None of his followers would roll over on Malinen. None of this could be proven. Veikko Saukko’s daughter had been assassinated by a sniper a year earlier in the aftermath of a bogus kidnapping. Her brother, Antti, absconded with the ten million euros. His partners in crime killed the girl as payback. Antti tried to kill us. Sweetness shot him into dog food and we kept the ten million, recompense for pain and suffering, because Saukko is such an asshole, and because if we didn’t keep it, corrupt politicians would.

We recovered the rifle used to murder Saukko’s daughter, used transfer tape to put Malinen’s prints on it, and turned Malinen in to the detective handling the case. Malinen hadn’t taken part in that murder, but given his other crimes, for which we believed with reasonable certainly he wouldn’t be prosecuted, felt a frame-up was justified. We hid the rifle in Malinen’s summer cottage and told the detective where to find it. The Powers That Be found Malinen more useful as a nutcase parliamentarian than behind bars, had the rifle wiped clean and suppressed it. It disappeared from the investigation, never made it into evidence, and showed up in no report. And so Malinen got away with conspiring to murder Lisbet Soderlund.

Now my curiosity is piqued. I’m not prepared to condone Milo’s plan, but I want to hear it out. “Continue,” I say.

“I’m going to create a lone gunman out of Malinen that will make the JFK cover-up look like something concocted by schoolkids.”

He takes his characteristic moment for melodrama, flips his beer upside down to cool the neck, flips it upright again and drinks.
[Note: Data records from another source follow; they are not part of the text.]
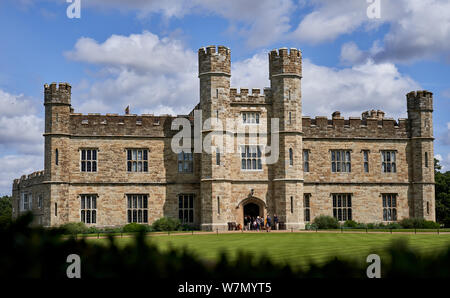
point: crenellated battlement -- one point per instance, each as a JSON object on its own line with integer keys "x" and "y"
{"x": 94, "y": 124}
{"x": 284, "y": 61}
{"x": 255, "y": 97}
{"x": 420, "y": 100}
{"x": 54, "y": 93}
{"x": 31, "y": 179}
{"x": 214, "y": 60}
{"x": 368, "y": 126}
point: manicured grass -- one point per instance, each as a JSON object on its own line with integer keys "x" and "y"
{"x": 296, "y": 249}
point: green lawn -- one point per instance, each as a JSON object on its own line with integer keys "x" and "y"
{"x": 296, "y": 249}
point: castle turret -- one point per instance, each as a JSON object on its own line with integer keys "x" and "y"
{"x": 214, "y": 67}
{"x": 420, "y": 117}
{"x": 57, "y": 128}
{"x": 285, "y": 71}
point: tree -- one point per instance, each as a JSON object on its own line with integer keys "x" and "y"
{"x": 442, "y": 194}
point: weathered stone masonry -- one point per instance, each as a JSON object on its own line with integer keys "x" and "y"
{"x": 221, "y": 190}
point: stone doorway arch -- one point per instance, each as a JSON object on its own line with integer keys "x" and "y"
{"x": 252, "y": 205}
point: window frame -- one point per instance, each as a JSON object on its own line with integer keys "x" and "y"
{"x": 189, "y": 210}
{"x": 91, "y": 160}
{"x": 255, "y": 115}
{"x": 88, "y": 208}
{"x": 307, "y": 207}
{"x": 306, "y": 160}
{"x": 342, "y": 204}
{"x": 339, "y": 161}
{"x": 136, "y": 161}
{"x": 185, "y": 162}
{"x": 388, "y": 161}
{"x": 389, "y": 203}
{"x": 253, "y": 157}
{"x": 137, "y": 208}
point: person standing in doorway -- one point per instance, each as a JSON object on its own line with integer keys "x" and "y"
{"x": 268, "y": 223}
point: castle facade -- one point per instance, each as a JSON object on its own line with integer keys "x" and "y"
{"x": 110, "y": 170}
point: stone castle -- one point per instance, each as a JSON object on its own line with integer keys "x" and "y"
{"x": 110, "y": 170}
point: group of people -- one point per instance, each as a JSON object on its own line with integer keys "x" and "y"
{"x": 259, "y": 223}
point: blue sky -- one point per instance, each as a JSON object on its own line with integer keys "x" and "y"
{"x": 143, "y": 53}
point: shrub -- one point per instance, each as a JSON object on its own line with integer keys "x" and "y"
{"x": 166, "y": 224}
{"x": 351, "y": 224}
{"x": 311, "y": 226}
{"x": 418, "y": 223}
{"x": 326, "y": 222}
{"x": 134, "y": 227}
{"x": 74, "y": 228}
{"x": 393, "y": 225}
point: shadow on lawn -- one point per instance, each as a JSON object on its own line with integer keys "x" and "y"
{"x": 32, "y": 252}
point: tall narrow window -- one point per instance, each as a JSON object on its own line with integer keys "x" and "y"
{"x": 389, "y": 207}
{"x": 218, "y": 156}
{"x": 251, "y": 157}
{"x": 88, "y": 207}
{"x": 137, "y": 208}
{"x": 185, "y": 163}
{"x": 291, "y": 157}
{"x": 388, "y": 162}
{"x": 306, "y": 206}
{"x": 366, "y": 161}
{"x": 186, "y": 208}
{"x": 137, "y": 160}
{"x": 218, "y": 205}
{"x": 340, "y": 161}
{"x": 305, "y": 160}
{"x": 89, "y": 160}
{"x": 342, "y": 207}
{"x": 250, "y": 117}
{"x": 25, "y": 203}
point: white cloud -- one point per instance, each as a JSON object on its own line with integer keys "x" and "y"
{"x": 355, "y": 89}
{"x": 251, "y": 73}
{"x": 444, "y": 162}
{"x": 260, "y": 22}
{"x": 14, "y": 166}
{"x": 330, "y": 19}
{"x": 142, "y": 70}
{"x": 445, "y": 139}
{"x": 20, "y": 128}
{"x": 418, "y": 28}
{"x": 13, "y": 105}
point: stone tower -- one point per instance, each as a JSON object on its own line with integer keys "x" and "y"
{"x": 420, "y": 116}
{"x": 285, "y": 73}
{"x": 57, "y": 136}
{"x": 214, "y": 73}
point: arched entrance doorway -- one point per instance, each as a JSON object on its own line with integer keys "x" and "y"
{"x": 251, "y": 209}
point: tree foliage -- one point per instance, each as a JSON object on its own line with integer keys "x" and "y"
{"x": 5, "y": 208}
{"x": 442, "y": 195}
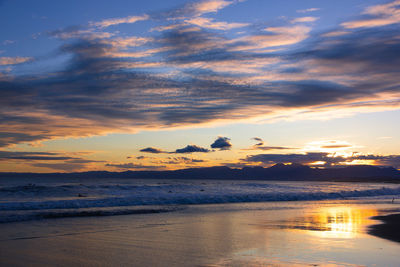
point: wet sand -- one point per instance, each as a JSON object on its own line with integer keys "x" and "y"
{"x": 315, "y": 233}
{"x": 389, "y": 229}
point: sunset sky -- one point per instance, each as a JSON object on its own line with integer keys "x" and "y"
{"x": 154, "y": 85}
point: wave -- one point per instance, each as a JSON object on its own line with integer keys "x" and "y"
{"x": 53, "y": 214}
{"x": 192, "y": 198}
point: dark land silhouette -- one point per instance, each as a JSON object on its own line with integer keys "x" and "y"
{"x": 291, "y": 172}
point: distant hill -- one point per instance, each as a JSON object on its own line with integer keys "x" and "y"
{"x": 292, "y": 172}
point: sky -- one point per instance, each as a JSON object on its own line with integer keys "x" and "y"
{"x": 162, "y": 85}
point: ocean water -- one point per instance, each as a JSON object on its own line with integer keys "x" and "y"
{"x": 27, "y": 199}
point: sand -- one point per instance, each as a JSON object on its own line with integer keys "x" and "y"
{"x": 389, "y": 229}
{"x": 315, "y": 233}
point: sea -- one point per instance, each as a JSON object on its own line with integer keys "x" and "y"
{"x": 32, "y": 199}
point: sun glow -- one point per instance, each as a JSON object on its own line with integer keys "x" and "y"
{"x": 339, "y": 222}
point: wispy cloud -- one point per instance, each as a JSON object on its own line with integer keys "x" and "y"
{"x": 324, "y": 159}
{"x": 216, "y": 25}
{"x": 191, "y": 75}
{"x": 313, "y": 9}
{"x": 14, "y": 60}
{"x": 304, "y": 19}
{"x": 377, "y": 16}
{"x": 192, "y": 149}
{"x": 116, "y": 21}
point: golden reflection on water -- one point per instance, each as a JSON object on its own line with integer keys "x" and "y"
{"x": 337, "y": 222}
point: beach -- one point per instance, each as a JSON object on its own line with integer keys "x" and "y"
{"x": 297, "y": 233}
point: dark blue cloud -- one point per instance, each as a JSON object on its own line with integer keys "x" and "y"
{"x": 192, "y": 149}
{"x": 152, "y": 150}
{"x": 222, "y": 143}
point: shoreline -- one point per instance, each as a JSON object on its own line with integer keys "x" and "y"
{"x": 388, "y": 229}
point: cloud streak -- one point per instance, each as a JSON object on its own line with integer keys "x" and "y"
{"x": 194, "y": 75}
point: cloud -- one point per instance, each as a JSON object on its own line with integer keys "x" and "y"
{"x": 275, "y": 36}
{"x": 324, "y": 159}
{"x": 377, "y": 16}
{"x": 46, "y": 156}
{"x": 304, "y": 19}
{"x": 116, "y": 21}
{"x": 222, "y": 143}
{"x": 260, "y": 146}
{"x": 48, "y": 160}
{"x": 191, "y": 149}
{"x": 307, "y": 158}
{"x": 192, "y": 76}
{"x": 183, "y": 160}
{"x": 7, "y": 42}
{"x": 308, "y": 10}
{"x": 14, "y": 60}
{"x": 135, "y": 166}
{"x": 215, "y": 25}
{"x": 68, "y": 167}
{"x": 152, "y": 150}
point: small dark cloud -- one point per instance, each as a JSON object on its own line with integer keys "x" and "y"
{"x": 184, "y": 160}
{"x": 294, "y": 158}
{"x": 191, "y": 149}
{"x": 45, "y": 156}
{"x": 65, "y": 166}
{"x": 260, "y": 146}
{"x": 152, "y": 150}
{"x": 135, "y": 166}
{"x": 261, "y": 142}
{"x": 222, "y": 143}
{"x": 335, "y": 146}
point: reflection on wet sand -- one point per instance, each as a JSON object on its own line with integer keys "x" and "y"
{"x": 336, "y": 222}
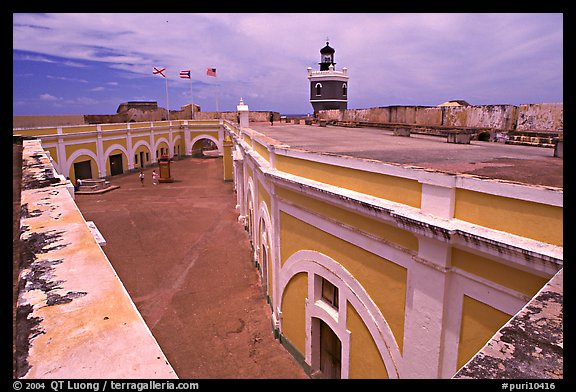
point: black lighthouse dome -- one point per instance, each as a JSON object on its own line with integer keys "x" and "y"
{"x": 326, "y": 57}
Working with Milo has significantly improved my ability to exhibit patience. I note that the irritability that nagged at me for weeks has now passed. My brain chemistry and the effects of brain surgery are stabilizing. I say nothing, wait on him.

“I write a two-thousand-five-hundred-page manifesto detailing the reasons behind his heinous crime. It will be simple, as he’s written thousands of pages in his blog, much of which can be construed as the hate-mongering of a deranged madman. I combine it with the manifestos of Ted Kaczynski, the Unabomber, Seung-Hui Cho from Virginia Tech, some others. With so much material to work from, and since it’s supposed to be the rambling, semi-coherent tract of a psychopath, it won’t take too long or be very hard.”

“Won’t you find it hard to type thousands of pages with only one working hand?” I ask.

“Nope. I’ll use dictation software. I’ll get it done faster than if I typed it.”

“Suppose you make Malinen the lone gunman. What if he has an alibi for the time of the killings?”

Milo’s look says I’m stupid. “Duh. His killing rampage has to end in suicide.”

“Of course, how silly of me. And we have enough firearms for an army, but we need guns that can be traced back to him.”

“We check the database, find someone who has what we need, and B amp;E them. To do it right, we’ll have to make some videos of me posing as Malinen firing the weapons and fly them on YouTube, and also the most humiliating sexual ones starring the minister of the interior and the national chief of police. Their depravity will draw some attention away from the killings themselves. Malinen is about my size. We steal some personal items to make videos of him firing the weapons-I’ll wear a balaclava-return the items, and they’ll turn up during the investigation, along with the guns, which he’ll fingerprint for us before his unfortunate demise. I think I’ll even force him to make a voice-over for the video.”